Well, fist of all I had 2 problems to solve. Im going to show how I did solve both of them.

1 - Create a connection using the "Amazon RDS" option;

My JDBC connection was working fine because I was explicit specifying which security group I wanted to be used, I called it "sg-glue", and this "sg-glue" security group was allowed in my inbound database security group, also my "sg-glue" had "All TCP" from anywhere allowed for inbound.

So when I was trying to create my connection using "Amazon RDS" I didn't notice in time this is just an easy way to create the very same JDBC connection, but you don't have the choice to specify which security group you want to use. On this way is applied the very same database security group to this connection, and this was the reason I was seeing that security group error, as my database security group didn't have "All TCP" allowed.

Reading back the documentation I could see what I was doing wrong, in fact I was trying to set a midway security group to protect my database. But as documentaion says I need to have to give "All TCP" permission right into my databse security group, so I did reset it doing the following steps:

  1. In the Amazon RDS left navigation pane, choose Instances.
  2. Choose the Amazon RDS Engine and DB Instance name that you want to access from AWS Glue.
  3. From Instance Actions, choose See Details. On the Details tab, find the Security Groups name you will access from AWS Glue. Record the name of the security group for future reference.
  4. Choose the security group to open the Amazon EC2 console.
  5. Confirm that your Group ID from Amazon RDS is chosen, then choose the Inbound tab.
  6. Add a self-referencing rule to allow AWS Glue components to communicate. Specifically, add or confirm that there is a rule of Type All TCP, Protocol is TCP, Port Range includes all ports, and whose Source is the same security group name as the Group ID. RDS Inbound

  7. Add a rule to for outbound traffic also. Either open outbound traffic to all ports or create a self-referencing rule of Type All TCP, Protocol is TCP, Port Range includes all ports, and whose Source is the same security group name as the Group ID. enter image description here

After all these steps, both connection were working fine.

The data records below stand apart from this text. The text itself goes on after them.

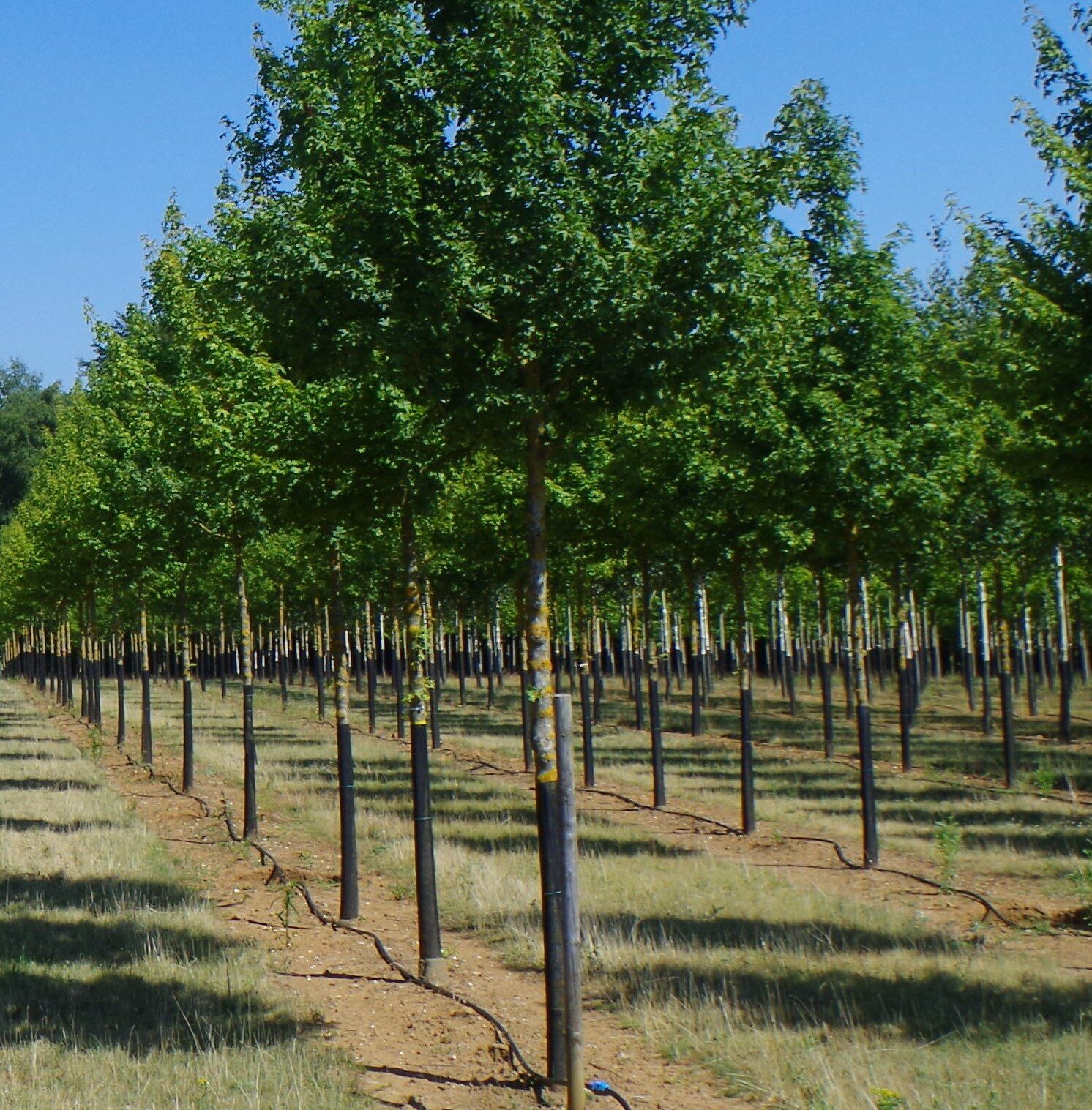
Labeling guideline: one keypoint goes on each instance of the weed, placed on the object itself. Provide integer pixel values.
(1044, 777)
(1081, 877)
(883, 1098)
(948, 839)
(286, 912)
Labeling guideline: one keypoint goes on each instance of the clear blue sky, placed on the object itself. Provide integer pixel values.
(108, 107)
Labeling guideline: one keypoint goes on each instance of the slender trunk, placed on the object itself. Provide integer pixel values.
(542, 734)
(431, 956)
(1064, 655)
(1027, 635)
(905, 659)
(1004, 678)
(746, 743)
(823, 616)
(250, 749)
(187, 696)
(864, 714)
(146, 689)
(659, 786)
(984, 656)
(346, 790)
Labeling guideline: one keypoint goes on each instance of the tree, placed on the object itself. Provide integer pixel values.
(28, 413)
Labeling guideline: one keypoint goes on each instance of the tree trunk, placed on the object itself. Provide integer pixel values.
(431, 955)
(542, 734)
(1064, 655)
(870, 835)
(146, 691)
(746, 744)
(346, 790)
(250, 749)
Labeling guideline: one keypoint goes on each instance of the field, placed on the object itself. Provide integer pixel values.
(119, 988)
(791, 979)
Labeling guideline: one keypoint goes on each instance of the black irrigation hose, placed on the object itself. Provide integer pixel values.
(990, 908)
(277, 871)
(516, 1058)
(839, 852)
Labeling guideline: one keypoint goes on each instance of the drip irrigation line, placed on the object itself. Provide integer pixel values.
(839, 852)
(277, 871)
(534, 1078)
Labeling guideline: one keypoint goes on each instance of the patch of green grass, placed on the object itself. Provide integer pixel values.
(118, 988)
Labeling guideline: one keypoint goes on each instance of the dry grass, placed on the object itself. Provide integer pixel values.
(812, 1000)
(116, 987)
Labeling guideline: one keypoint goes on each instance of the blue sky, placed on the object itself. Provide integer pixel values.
(109, 107)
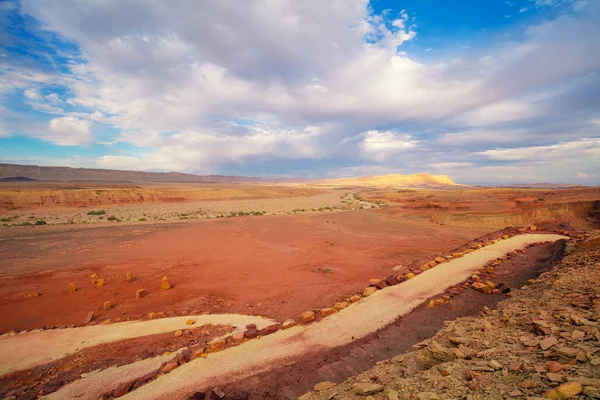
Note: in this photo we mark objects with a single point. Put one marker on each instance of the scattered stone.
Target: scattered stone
(354, 298)
(168, 367)
(307, 316)
(325, 312)
(564, 391)
(324, 385)
(238, 336)
(365, 389)
(548, 342)
(554, 377)
(554, 366)
(216, 344)
(165, 284)
(89, 318)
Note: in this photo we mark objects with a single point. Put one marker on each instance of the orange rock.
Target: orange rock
(216, 344)
(288, 323)
(325, 312)
(354, 298)
(307, 316)
(165, 284)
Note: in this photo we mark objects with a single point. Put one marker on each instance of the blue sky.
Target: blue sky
(487, 92)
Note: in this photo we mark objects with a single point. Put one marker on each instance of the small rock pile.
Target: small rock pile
(543, 342)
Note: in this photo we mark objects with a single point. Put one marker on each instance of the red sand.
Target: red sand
(253, 265)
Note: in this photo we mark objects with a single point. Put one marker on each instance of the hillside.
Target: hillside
(422, 179)
(34, 172)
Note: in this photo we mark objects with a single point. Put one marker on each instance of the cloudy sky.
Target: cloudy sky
(484, 91)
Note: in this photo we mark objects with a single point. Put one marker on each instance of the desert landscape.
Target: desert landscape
(141, 280)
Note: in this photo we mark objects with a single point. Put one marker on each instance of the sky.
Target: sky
(488, 92)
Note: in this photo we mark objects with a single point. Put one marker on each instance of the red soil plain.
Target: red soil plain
(273, 265)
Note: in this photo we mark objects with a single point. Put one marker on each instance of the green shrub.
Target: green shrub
(97, 212)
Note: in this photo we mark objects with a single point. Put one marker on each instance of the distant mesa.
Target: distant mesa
(17, 179)
(422, 179)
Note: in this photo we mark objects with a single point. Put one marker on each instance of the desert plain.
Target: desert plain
(85, 255)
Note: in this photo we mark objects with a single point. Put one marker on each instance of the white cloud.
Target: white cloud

2 - Use my created connection to allow me to ETL my data to my RDS;

So having my connection working successfully, I tried to make my job connect into my RDS and create my table and write on ti. But I couldn't, I was receiving an error:

Py4JJavaError: An error occurred while calling o74.pyWriteDynamicFrame. java.lang.NullPointerException

And I didn't know why. I tried everything, than I called AWS Support. For my best luck I had such a HERO as support, called Li H. this girl worked a lot and went every single corner to find what was happening, asked every single person at Amazon and after 4 days working, meanwhile we shared my screens, created so many times new environments to find the cause of this problem, since VPC, SG, DNS, and when we were hopeless she had a bulb light over her head and asked to change my database name to "testing"...

So I created a new connection. Created a new Job using this new connection. And it worked.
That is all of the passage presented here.